Answer to Question #11941 Submitted to "Ask the Experts"
Category: Policy, Guidelines, and Regulations — Regulations and Guidelines
The following question was answered by an expert in the appropriate field:
I'm hoping to get an expert's opinion or interpretation of applying American National Standards Institute (ANSI)/Health Physics Society (HPS) standard N13.12 to gross alpha/gross beta surveys for release.

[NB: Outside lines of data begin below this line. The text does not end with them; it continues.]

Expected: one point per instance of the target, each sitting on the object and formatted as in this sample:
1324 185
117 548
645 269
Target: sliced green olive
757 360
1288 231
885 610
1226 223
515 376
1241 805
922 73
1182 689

The way I read it is that using, say, thorium-232 (232Th) and progeny as a Group 1 radionuclide, one would take the 600 disintegrations per minute (dpm) per 100 centimeters2 (cm2) limit and break it out into alpha and beta components. Given 10 decays (4 beta and 6 alpha), one would have a gross alpha release limit of 360 dpm alpha per 100 cm2 and 240 dpm beta per 100 cm2 (or 180 dpm beta per 100 cm2, assuming the energy of the radium-228 [228Ra] beta is too low to measure).
I've heard differing thoughts on ANSI/HPS N13.12, including that the 600 dpm per 100 cm2 applies to each daughter individually. I would be interested in hearing an expert's opinion.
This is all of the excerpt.